The start of this year’s Tour coincides with another great sporting event, the World Cup, and Birnie remarked: “For a football fan the World Cup is a fantastic event to sit and watch on TV and I’m sure for the football journalists, travelling around Brazil this summer will be amazing. But I don’t get the feeling there’s the same sense there is with the Tour where literally everybody on the race packs up and moves on. It’s like being part of one big circus that moves on every day.”

He continued: “If you’re a journalist and you can’t find a story on the Tour de France you should do something else because there’s always something going on.

“One of the joys for me is there’s this huge overarching narrative, the main stories, but then it’s talking to other people and getting the flavour of the race, what’s going on for them. It might be a guy who’s crashed and he’s bandaged up and he’s suffering through and just looking forward to getting to Paris.

“There’s always something going on to pique your interest and keep you going because it is knackering, it’s absolutely knackering.

“After a week you feel tired and you wonder whether you’re going to be able to carry on but two weeks later you arrive in Paris and you realise how tiring it’s been. It is totally full on from morning to night because, quite aside from anything else, you’ve got to do all the driving as well. The riders might ride 100 miles but the course for the journalists might be double that.

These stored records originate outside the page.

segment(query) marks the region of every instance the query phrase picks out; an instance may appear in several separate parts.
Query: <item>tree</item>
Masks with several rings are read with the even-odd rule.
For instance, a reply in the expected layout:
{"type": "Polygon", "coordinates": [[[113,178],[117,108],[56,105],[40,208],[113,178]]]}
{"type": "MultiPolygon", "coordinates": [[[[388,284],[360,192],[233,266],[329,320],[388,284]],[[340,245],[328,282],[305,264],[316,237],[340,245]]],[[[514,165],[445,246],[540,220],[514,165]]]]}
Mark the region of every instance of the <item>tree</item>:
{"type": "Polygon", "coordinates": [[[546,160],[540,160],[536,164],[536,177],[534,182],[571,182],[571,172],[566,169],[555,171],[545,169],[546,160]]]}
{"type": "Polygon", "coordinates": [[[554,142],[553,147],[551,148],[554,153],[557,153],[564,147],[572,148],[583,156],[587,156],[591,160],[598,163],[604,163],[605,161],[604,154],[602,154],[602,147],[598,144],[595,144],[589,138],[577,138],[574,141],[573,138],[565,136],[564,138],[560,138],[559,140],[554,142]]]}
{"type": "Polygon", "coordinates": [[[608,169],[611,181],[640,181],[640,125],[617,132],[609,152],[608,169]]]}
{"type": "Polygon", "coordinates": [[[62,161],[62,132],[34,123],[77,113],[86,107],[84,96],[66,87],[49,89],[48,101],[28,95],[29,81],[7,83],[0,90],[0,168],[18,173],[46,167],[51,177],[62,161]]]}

“But you do feel closer to it all and you try and convey that to people who aren’t fortunate enough to be there, particularly now with social media you get more feedback on what you do. In so many ways it is just a rewarding experience.

“In a way I don’t look forward to leaving home because you do go a few days early and yet the idea of not being there is much worse than the thought of being away for three-and-a-half weeks.”